OK, danke schon mal.
Weiss oder denkt jemand, dass Nokia im 2. Quartal für den Preis des 5800 noch was überarbeitetes oder was mit kapazitiven Touchscreen rausbringen wird?


----------



## Kubiac (27. Februar 2010)

*AW: Hält das Nokia 5800 was aus?*

Nokia hat doch vor kurzem das X6 rausgebracht. Ist der nachfolger der 5800 und besitzt einen kapazitives Touchscreen.


----------



## Iceananas (27. Februar 2010)

*AW: Hält das Nokia 5800 was aus?*

Dito. Der ist schon jetzt nicht mal sehr teuer: Nokia X6 silber/blau 16GB : Preisvergleich auf PC Games Hardware Online 
http://www.pcgameshardware.de/preisvergleich/a507270.html

Ist der Quasi-Nachfolger der 5800. Wie stark der Preis fallen wird, kann dir leider keiner sagen.


----------



## SA\V/ANT (27. Februar 2010)

*AW: Hält das Nokia 5800 was aus?*

Woah, nette Preissteigerung von 200€ auf 400€.


----------



## Crymes (27. Februar 2010)

*AW: Hält das Nokia 5800 was aus?*

Dann bin ich ja beruhigt, für den Preis hol ich mir kein Handy.
Wird vielleicht in 2-3 Jahren für mich interessant, bis dahin bin ich denke ich mit dem 5800 gut bedient.


----------



## Iceananas (27. Februar 2010)

*AW: Hält das Nokia 5800 was aus?*



SA\V/ANT schrieb:


> Woah, nette Preissteigerung von 200€ auf 400€.

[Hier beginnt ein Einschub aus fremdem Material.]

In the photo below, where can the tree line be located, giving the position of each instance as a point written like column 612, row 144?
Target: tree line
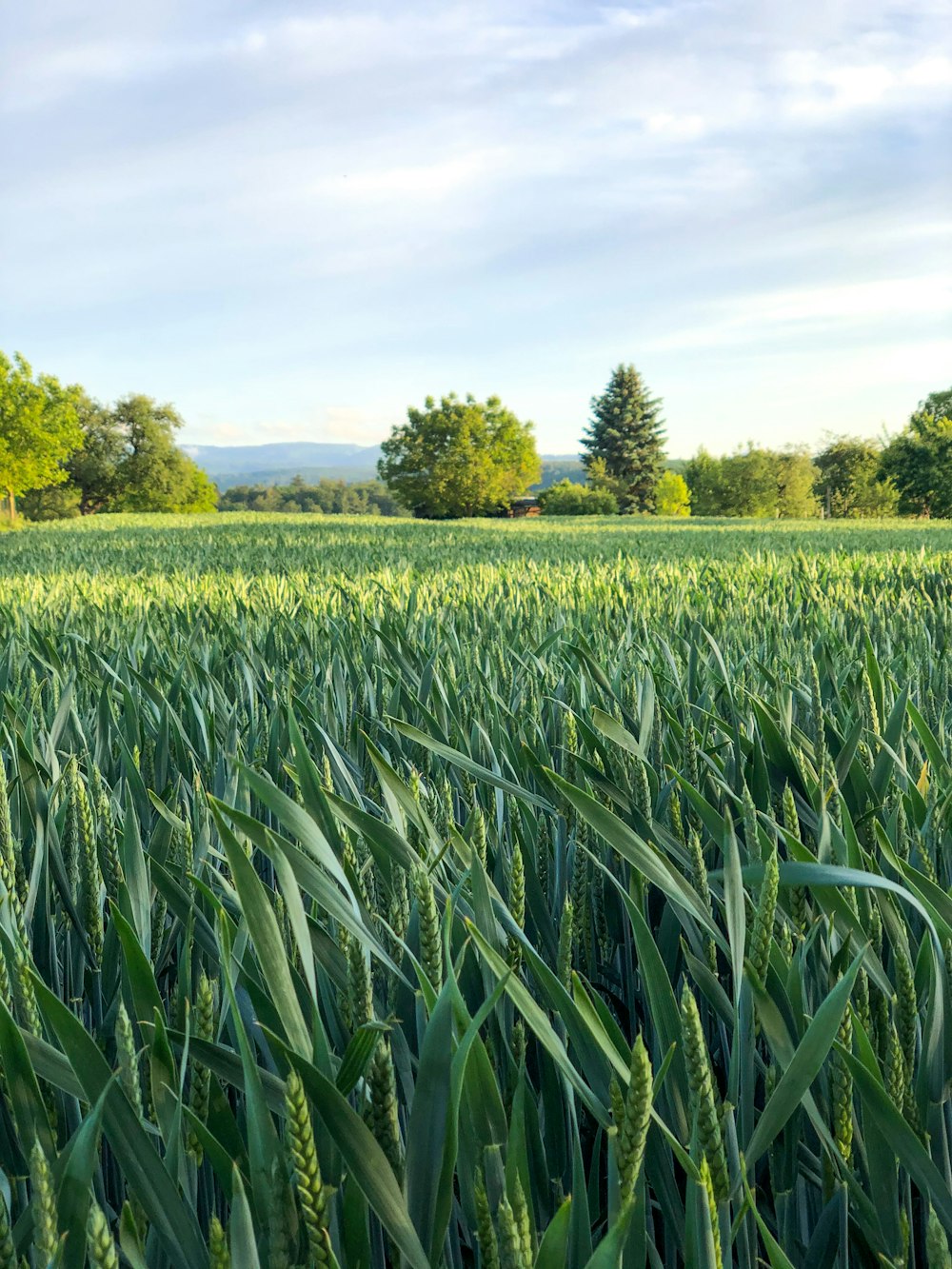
column 464, row 457
column 64, row 453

Der günstigste lieferbare Händler vrlangt 340€, ich finde den Preis für die gebotene Leistung eigentlich durchaus ok, der 5800 hat anfangs doch auch über 300€ gekostet?


----------



## Herbboy (27. Februar 2010)

*AW: Hält das Nokia 5800 was aus?*

Beim Fußball JEDES handy immer schön weit weg oder in kliedung eingewickelt im Rucksack lassen. Mir is "sogar" eine putdoorhandy hopps gegangen, weil jemand meinen Rucksack als Tormarkierung nahm und da ein ball aufs Display gekommen sein muss. Die displays halten zwar mal nen Sturz aus, aber einen Ball mit 50-100km/h nicht...


----------



## jenzy (27. Februar 2010)

*AW: Hält das Nokia 5800 was aus?*

Das Plastik Cover ist nicht gerade das Stabilste. Ist bei mir schon 2 mal gebrochen. Und knartzt an jeder Ecke. Ich würde es mir nicht mehr Kaufen. Bin echt enttäuscht von der Quali


----------



## Bang0o (28. Februar 2010)

*AW: Hält das Nokia 5800 was aus?*

Habe das Teil auch und bei mir is noch nix kaputtgegangen, nichtmal beim Gefchtsdienst der Bundeswehr 
Der Musikplayer is ganz weit vorn und die kostenlose Navigation sowieso. Symbian hat halt seine Macken. Multitasking und rechenintensives Zeug ist soweiso tabu. Ist ja kein N900 oder HD2. Aber ich kann damit Leben, bzw mich dran gewöhnen. Touchscreen ist halt resistiv, man muss etwas stärker drücken, hat aber noch nie versagt. Ausserdem ist er recht hell und man kann ganz gut mal ein Filmchen drauf schauen. Das einizige was ich mir noch wünschen würde wär Kinetic Scrolling. Hab aber gehört das solls mit ner (inoffiziellen?) Firmware (v41?) schon geben.


----------



## n0stradamus (28. Februar 2010)

*AW: Hält das Nokia 5800 was aus?*



jenzy schrieb:


> Das Plastik Cover ist nicht gerade das Stabilste. Ist bei mir schon 2 mal gebrochen. Und knartzt an jeder Ecke. Ich würde es mir nicht mehr Kaufen. Bin echt enttäuscht von der Quali



Echt? Bei mir sitzt alles bombemfest und gibt keinen Mucks von sich.
Vielleicht ein Einzelfall bei dir oder mir


----------



## weizenleiche (28. Februar 2010)

*AW: Hält das Nokia 5800 was aus?*

Naja, mir ist das Handy auch schon runtergefallen und jetzt ist der Tastensperrknopf irgendwie kaputt, sofort wenn man das Handy anmacht geht ne Tastensperre rein die man nicht mehr rauskriegt ...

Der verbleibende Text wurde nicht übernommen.